While the concept is enticing, many technical challenges stand in the way.

Training and running world models requires enormous computing power, even compared to the amount currently used by generative models. While some of the latest language models can run on a modern smartphone, Sora (likely an early world model) would require thousands of GPUs to train and use, especially if its use becomes commonplace.

World models, like all AI models too hallucinate – and internalize biases in their training data. For example, a global model trained largely on videos of sunny weather in European cities might struggle to understand or represent Korean cities in snowy conditions, or simply do so incorrectly.

A general lack of training data threatens to exacerbate these problems, Mashrabov says.

“We’ve seen models really limited across generations of people of a certain type or race,” he said. “Training data for a world model should be broad enough to cover a diverse range of scenarios, but also very specific to where the AI ​​can deeply understand the nuances of those scenarios.”

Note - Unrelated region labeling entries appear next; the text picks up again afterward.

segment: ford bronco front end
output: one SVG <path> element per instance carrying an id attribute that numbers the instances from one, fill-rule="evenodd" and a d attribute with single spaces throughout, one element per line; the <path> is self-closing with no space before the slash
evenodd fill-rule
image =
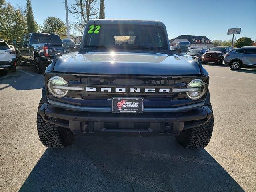
<path id="1" fill-rule="evenodd" d="M 88 22 L 82 48 L 56 55 L 46 71 L 42 144 L 66 146 L 75 135 L 174 135 L 184 147 L 204 147 L 213 128 L 209 75 L 178 47 L 170 50 L 161 22 Z"/>

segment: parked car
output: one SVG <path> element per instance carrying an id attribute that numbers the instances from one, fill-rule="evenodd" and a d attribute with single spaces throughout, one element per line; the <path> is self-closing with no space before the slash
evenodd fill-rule
<path id="1" fill-rule="evenodd" d="M 202 57 L 202 64 L 213 62 L 222 64 L 225 54 L 231 50 L 230 47 L 213 47 L 203 54 Z"/>
<path id="2" fill-rule="evenodd" d="M 256 46 L 244 46 L 241 48 L 256 48 Z"/>
<path id="3" fill-rule="evenodd" d="M 44 145 L 67 146 L 75 135 L 173 135 L 184 147 L 208 144 L 209 75 L 198 58 L 181 54 L 189 42 L 170 50 L 159 21 L 92 20 L 85 29 L 82 48 L 56 55 L 46 70 L 37 117 Z"/>
<path id="4" fill-rule="evenodd" d="M 198 57 L 200 59 L 202 59 L 202 56 L 204 53 L 206 52 L 206 49 L 192 49 L 188 53 L 188 55 Z"/>
<path id="5" fill-rule="evenodd" d="M 226 54 L 223 64 L 229 65 L 233 70 L 237 70 L 246 66 L 256 66 L 256 48 L 232 49 Z"/>
<path id="6" fill-rule="evenodd" d="M 15 48 L 14 48 L 14 47 L 13 46 L 12 46 L 12 45 L 8 45 L 8 46 L 9 46 L 10 47 L 10 48 L 12 49 L 12 50 L 15 50 Z"/>
<path id="7" fill-rule="evenodd" d="M 26 34 L 16 48 L 18 65 L 34 63 L 36 72 L 40 74 L 44 73 L 55 54 L 66 52 L 60 36 L 47 33 Z"/>
<path id="8" fill-rule="evenodd" d="M 0 41 L 0 68 L 8 68 L 11 72 L 16 72 L 16 60 L 15 51 L 5 42 Z"/>

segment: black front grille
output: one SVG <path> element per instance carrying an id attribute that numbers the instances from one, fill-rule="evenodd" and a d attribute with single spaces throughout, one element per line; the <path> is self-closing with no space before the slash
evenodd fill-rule
<path id="1" fill-rule="evenodd" d="M 204 57 L 206 58 L 217 58 L 218 54 L 215 53 L 206 53 Z"/>
<path id="2" fill-rule="evenodd" d="M 48 92 L 50 99 L 82 106 L 109 107 L 111 107 L 113 97 L 144 98 L 144 107 L 170 107 L 182 105 L 178 101 L 182 100 L 182 103 L 188 104 L 193 101 L 187 98 L 185 92 L 173 92 L 172 89 L 186 88 L 188 84 L 195 78 L 202 79 L 208 84 L 209 79 L 208 76 L 200 76 L 158 77 L 46 74 L 46 84 L 48 80 L 53 75 L 64 78 L 69 86 L 82 87 L 83 90 L 69 90 L 65 97 L 59 98 Z M 93 88 L 96 91 L 88 91 L 86 88 Z M 101 91 L 102 88 L 110 88 L 111 91 Z M 116 88 L 125 88 L 125 91 L 116 92 Z M 133 90 L 132 92 L 131 89 L 136 91 L 140 89 L 140 91 Z M 146 89 L 154 89 L 155 92 L 146 92 Z"/>

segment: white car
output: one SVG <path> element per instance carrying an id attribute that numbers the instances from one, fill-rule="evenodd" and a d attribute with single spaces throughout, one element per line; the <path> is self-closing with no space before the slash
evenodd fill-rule
<path id="1" fill-rule="evenodd" d="M 0 41 L 0 68 L 7 68 L 11 72 L 16 72 L 16 61 L 15 51 L 4 41 Z"/>

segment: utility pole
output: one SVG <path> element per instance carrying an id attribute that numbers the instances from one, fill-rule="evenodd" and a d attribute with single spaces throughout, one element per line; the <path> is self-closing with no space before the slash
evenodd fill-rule
<path id="1" fill-rule="evenodd" d="M 234 41 L 234 45 L 235 43 L 236 42 L 236 36 L 235 35 L 235 40 Z"/>
<path id="2" fill-rule="evenodd" d="M 70 35 L 69 34 L 69 24 L 68 24 L 68 0 L 65 0 L 65 8 L 66 9 L 66 20 L 67 22 L 67 34 L 68 38 L 70 38 Z"/>

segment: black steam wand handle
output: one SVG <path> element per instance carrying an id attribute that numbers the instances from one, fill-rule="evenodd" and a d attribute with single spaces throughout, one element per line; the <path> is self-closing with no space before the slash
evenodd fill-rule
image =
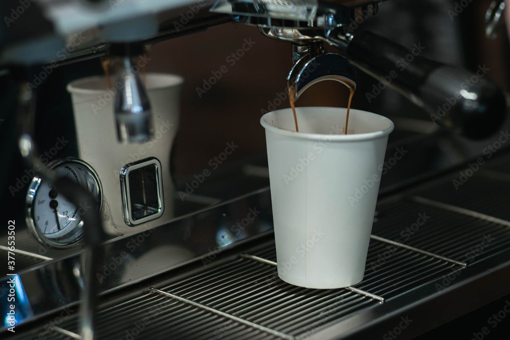
<path id="1" fill-rule="evenodd" d="M 504 95 L 487 79 L 484 65 L 473 73 L 422 57 L 428 47 L 421 44 L 409 49 L 368 32 L 346 43 L 343 32 L 332 33 L 328 40 L 343 48 L 353 65 L 379 81 L 366 94 L 369 100 L 388 86 L 424 109 L 434 122 L 474 139 L 489 137 L 502 124 Z"/>

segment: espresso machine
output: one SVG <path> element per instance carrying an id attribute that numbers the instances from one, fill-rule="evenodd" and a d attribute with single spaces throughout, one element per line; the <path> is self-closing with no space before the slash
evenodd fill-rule
<path id="1" fill-rule="evenodd" d="M 0 244 L 2 338 L 412 338 L 510 294 L 505 96 L 482 68 L 444 65 L 421 56 L 419 44 L 358 32 L 387 3 L 3 2 L 0 60 L 15 88 L 28 180 L 8 188 L 26 196 L 24 220 L 10 220 Z M 501 10 L 491 9 L 493 28 Z M 294 99 L 324 81 L 356 89 L 361 71 L 445 130 L 492 138 L 477 158 L 381 191 L 365 278 L 355 286 L 312 290 L 279 279 L 268 188 L 207 201 L 193 195 L 193 181 L 180 190 L 173 181 L 183 80 L 155 94 L 154 75 L 137 63 L 147 46 L 233 22 L 290 44 Z M 78 152 L 41 157 L 40 84 L 57 65 L 99 58 L 115 62 L 111 84 L 99 92 L 82 81 L 67 88 Z M 387 171 L 397 157 L 392 145 Z M 208 176 L 195 176 L 196 186 Z M 468 190 L 476 197 L 466 198 Z M 176 201 L 185 196 L 209 204 L 180 213 Z"/>

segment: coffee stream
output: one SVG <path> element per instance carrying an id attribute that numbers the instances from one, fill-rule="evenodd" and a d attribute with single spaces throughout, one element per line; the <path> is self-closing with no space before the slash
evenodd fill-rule
<path id="1" fill-rule="evenodd" d="M 350 94 L 349 95 L 349 103 L 347 104 L 347 115 L 345 117 L 345 134 L 347 134 L 347 125 L 349 124 L 349 111 L 350 111 L 350 102 L 352 100 L 352 96 L 354 95 L 354 90 L 349 89 Z"/>
<path id="2" fill-rule="evenodd" d="M 105 71 L 106 75 L 106 81 L 108 83 L 108 88 L 112 88 L 112 80 L 110 79 L 110 58 L 106 58 L 103 59 L 101 64 L 103 65 L 103 69 Z"/>
<path id="3" fill-rule="evenodd" d="M 346 84 L 347 85 L 347 84 Z M 347 113 L 345 117 L 345 135 L 347 134 L 347 125 L 349 124 L 349 111 L 350 111 L 350 103 L 352 100 L 352 96 L 354 95 L 354 90 L 350 86 L 347 85 L 349 87 L 350 94 L 349 95 L 349 103 L 347 104 Z M 299 132 L 299 129 L 297 127 L 297 116 L 296 115 L 296 84 L 293 84 L 289 87 L 289 101 L 290 103 L 290 107 L 292 109 L 292 113 L 294 114 L 294 121 L 296 123 L 296 132 Z"/>
<path id="4" fill-rule="evenodd" d="M 296 132 L 299 132 L 299 129 L 297 127 L 297 117 L 296 116 L 296 107 L 294 106 L 294 102 L 296 101 L 296 86 L 292 84 L 289 88 L 289 101 L 290 102 L 290 107 L 292 108 L 292 113 L 294 113 L 294 121 L 296 123 Z"/>

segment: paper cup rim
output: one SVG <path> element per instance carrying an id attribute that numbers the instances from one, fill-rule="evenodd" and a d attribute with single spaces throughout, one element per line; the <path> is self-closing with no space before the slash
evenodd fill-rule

In a recent one afterThe CEO of AI startup Runway, Cristóbal Valenzuela, says data and technical issues prevent current models from accurately capturing the behavior of a world’s inhabitants (for example, people and animals). “Models will need to generate consistent maps of the environment,” he said, “and the ability to navigate and interact with those environments.”

Open AI Sora
A video generated by Sora. Image credits:Open AI

However, if all major hurdles are overcome, Mashrabov believes that world models can bridge AI more robustly with the real world – leading to breakthroughs not only in virtual world generation, but also in robotics and AI decision-making.

They could also produce more capable robots.

Robots today are limited in what they can do because they are unaware of the world around them (or of their own bodies). World models could give them that awareness, Mashrabov said – at least to some extent.

“With an advanced world model, an AI could develop a personalized understanding of whatever scenario it finds itself in,” he said, “and reason out possible solutions.”